In January, Morro Bay puts on a Winter Bird Festival. Because of the king tides pushing the birds on the bay close to the boardwalk where I walk, it was spectacular. People took trips to see birds at the Carrizo Plains, Owling at Night, Birding by Bicycle, Osos Flaco, Sweet Springs and did a Big Day and Little Big Day bird count !
I recalled many years ago as a child, I had painted a Ruddy Duck for my grandmother. (Listen to podcast) I was about 10 years old. In honor of that time, I decided to paint a Ruddy Duck in courtship mode slapping its bill against its chest making a myriad of bubbles. You may see it on exhibit at the Morro Bay Art Center on Main Street.
I, also, entered a Common Loon with a Chick riding on its back and a California Quail which I have yet to photograph, but you may see them all until they take the show down on the 6th of February 2017.

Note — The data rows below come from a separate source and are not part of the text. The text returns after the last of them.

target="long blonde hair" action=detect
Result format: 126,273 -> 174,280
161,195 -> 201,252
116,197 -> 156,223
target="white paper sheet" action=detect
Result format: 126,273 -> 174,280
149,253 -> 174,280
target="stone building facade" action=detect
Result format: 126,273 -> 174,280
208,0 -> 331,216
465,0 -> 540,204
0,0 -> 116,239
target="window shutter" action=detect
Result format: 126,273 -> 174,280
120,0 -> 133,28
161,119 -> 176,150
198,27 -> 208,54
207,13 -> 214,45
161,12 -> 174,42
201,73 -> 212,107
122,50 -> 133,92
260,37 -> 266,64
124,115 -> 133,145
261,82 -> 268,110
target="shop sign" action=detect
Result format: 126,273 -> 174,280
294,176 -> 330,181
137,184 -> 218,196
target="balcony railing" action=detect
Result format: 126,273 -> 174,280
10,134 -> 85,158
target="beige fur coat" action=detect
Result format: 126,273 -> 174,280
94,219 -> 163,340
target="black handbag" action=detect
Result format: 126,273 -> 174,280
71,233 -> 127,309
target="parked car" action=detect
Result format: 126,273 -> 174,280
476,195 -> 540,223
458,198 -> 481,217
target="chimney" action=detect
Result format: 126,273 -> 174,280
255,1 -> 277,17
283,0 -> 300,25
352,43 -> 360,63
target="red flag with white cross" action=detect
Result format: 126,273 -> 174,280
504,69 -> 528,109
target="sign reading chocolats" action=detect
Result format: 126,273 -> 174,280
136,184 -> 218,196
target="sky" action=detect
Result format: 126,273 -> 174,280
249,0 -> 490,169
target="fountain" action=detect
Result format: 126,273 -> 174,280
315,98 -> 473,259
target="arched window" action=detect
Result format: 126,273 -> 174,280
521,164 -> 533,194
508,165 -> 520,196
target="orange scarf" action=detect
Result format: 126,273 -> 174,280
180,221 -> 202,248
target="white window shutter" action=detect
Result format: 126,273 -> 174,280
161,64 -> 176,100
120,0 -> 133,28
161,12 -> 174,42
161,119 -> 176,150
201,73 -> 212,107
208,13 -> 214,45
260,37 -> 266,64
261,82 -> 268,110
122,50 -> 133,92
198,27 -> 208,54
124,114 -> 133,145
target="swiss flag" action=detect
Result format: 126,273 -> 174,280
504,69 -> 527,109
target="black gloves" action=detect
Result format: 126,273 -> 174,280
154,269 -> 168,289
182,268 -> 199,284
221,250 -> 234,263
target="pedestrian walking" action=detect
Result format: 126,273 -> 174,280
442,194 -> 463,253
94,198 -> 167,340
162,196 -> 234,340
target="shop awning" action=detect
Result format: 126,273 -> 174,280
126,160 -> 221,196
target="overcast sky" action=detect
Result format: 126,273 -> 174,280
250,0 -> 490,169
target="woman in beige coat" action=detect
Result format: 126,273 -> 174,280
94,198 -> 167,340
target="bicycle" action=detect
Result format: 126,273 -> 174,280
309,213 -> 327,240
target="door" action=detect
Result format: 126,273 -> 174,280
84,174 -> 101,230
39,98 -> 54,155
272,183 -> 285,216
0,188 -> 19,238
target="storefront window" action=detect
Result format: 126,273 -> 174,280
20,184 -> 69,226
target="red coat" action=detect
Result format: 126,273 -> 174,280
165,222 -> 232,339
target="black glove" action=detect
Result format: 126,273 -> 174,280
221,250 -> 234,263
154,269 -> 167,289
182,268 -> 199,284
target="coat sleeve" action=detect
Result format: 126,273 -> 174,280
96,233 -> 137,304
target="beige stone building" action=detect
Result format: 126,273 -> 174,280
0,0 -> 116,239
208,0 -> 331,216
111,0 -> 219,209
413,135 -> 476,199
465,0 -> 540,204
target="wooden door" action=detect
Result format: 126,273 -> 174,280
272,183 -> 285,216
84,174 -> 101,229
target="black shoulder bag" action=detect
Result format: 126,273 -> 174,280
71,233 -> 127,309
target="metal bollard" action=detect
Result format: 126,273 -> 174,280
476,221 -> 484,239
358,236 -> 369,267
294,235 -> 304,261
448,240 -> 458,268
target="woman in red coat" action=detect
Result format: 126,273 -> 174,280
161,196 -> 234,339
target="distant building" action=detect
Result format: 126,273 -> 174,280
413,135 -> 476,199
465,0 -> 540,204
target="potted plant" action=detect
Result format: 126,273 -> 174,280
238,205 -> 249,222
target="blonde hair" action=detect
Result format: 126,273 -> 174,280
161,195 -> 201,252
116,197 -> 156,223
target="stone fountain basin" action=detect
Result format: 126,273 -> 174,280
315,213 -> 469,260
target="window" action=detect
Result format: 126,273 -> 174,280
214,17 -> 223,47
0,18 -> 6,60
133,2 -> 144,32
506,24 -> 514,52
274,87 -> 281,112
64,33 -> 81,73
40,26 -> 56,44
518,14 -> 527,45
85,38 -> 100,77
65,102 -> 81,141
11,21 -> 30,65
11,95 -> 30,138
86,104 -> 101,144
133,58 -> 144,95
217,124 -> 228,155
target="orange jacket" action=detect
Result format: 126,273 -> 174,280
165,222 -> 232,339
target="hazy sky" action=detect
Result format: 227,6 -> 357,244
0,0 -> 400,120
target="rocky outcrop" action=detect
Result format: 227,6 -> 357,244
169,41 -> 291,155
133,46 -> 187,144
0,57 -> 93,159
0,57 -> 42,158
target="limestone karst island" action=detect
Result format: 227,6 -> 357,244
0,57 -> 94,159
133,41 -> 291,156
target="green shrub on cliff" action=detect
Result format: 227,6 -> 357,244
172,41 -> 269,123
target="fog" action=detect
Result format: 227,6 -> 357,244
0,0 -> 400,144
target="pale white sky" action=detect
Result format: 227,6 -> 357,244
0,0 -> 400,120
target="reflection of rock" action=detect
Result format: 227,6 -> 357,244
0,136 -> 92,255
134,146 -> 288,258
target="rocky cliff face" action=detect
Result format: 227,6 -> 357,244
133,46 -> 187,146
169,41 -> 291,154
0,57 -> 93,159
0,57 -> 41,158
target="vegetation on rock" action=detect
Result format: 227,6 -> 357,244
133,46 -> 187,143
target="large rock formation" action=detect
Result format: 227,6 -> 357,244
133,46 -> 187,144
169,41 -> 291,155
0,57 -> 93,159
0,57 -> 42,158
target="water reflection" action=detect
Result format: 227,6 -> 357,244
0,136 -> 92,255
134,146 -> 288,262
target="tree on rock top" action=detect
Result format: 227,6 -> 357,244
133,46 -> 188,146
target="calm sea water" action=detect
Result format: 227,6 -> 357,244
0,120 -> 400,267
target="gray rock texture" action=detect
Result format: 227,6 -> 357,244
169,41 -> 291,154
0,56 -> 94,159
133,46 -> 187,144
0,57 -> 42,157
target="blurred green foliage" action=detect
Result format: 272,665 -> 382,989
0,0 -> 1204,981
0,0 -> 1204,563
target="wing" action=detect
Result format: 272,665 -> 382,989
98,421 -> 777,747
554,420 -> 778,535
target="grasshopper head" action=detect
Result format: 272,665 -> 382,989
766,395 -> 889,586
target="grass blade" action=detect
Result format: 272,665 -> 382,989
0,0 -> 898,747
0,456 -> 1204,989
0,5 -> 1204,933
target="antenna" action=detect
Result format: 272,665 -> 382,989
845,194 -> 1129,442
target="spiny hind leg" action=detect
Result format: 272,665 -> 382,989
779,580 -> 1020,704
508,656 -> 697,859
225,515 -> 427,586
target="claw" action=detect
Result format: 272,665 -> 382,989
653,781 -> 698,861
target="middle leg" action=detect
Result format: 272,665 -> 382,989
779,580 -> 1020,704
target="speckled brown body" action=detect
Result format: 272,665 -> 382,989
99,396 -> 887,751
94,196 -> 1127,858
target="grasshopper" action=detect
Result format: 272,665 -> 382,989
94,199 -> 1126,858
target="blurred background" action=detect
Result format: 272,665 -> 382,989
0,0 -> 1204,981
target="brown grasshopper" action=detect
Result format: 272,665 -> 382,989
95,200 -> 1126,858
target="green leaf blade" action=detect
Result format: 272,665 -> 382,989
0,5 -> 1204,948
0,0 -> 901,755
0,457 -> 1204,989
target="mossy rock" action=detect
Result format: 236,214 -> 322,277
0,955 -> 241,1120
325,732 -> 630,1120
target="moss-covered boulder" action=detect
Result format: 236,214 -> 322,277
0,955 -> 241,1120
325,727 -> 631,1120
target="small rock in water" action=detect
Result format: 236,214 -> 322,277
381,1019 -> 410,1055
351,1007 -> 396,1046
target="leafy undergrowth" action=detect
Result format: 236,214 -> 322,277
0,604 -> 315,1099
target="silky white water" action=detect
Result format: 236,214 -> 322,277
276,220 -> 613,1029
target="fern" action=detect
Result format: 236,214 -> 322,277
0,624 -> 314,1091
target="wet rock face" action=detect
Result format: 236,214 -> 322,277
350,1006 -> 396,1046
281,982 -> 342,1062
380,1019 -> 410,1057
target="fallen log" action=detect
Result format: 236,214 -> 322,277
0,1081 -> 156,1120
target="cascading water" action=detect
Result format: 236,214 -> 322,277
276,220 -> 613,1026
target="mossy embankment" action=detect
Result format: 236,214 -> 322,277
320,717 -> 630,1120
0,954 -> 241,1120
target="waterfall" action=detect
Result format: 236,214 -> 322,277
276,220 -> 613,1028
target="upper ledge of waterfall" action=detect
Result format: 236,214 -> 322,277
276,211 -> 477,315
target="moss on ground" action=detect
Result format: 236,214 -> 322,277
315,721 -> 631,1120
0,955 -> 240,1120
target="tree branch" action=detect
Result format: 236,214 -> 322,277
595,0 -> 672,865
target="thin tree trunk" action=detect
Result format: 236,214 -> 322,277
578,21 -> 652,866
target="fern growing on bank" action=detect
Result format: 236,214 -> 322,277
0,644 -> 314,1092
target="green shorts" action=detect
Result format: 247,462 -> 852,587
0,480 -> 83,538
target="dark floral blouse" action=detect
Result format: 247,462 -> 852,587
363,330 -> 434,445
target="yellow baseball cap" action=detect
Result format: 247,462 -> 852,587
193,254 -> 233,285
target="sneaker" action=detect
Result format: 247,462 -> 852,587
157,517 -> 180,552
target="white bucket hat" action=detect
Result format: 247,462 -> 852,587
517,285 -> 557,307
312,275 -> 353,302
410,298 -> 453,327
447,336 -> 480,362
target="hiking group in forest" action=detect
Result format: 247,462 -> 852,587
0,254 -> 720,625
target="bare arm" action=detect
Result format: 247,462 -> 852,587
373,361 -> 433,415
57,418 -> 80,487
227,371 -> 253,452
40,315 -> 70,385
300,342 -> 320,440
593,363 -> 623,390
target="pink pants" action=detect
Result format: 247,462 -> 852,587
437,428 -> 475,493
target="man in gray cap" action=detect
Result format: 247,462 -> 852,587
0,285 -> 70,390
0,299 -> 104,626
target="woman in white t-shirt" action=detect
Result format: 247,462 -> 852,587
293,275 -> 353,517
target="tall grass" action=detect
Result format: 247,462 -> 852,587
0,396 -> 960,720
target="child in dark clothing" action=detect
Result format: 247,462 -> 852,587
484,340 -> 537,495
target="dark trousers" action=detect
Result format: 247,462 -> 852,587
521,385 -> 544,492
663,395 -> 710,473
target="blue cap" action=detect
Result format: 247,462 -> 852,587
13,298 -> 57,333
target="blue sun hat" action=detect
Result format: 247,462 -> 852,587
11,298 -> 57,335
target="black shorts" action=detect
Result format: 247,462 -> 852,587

This summer has been quite delightful if you like fog. Growing up in New Jersey and Southeastern Pennsylvania, I did get to experience fog frequently, but it’s quite different here in Morro Bay, California. All summer long as the inland valleys swelter, the Pacific Ocean cools the Central Coast of California.
Cold Pacific Ocean water and hot air over the land collide to produce vapors that hang around for at least a half a day.
It sneaks fingers of soft white over the rolling hills, the Morro Bay Estuary and two or three of the Nine Sisters Peaks within a few miles of the coastline.
It looms over Morro Rock like a halo or fluffy bonnet, but sometimes smothering it almost completely.
Looking towards Los Osos over the bay, I saw cool air and warmer water colliding in the early morning making a very mysterious floating vapor that transfixed me for quite a while. I just had to get my pastels to see if I could capture the vapors rising. In the distance, the landscape rose into more of the morning mists.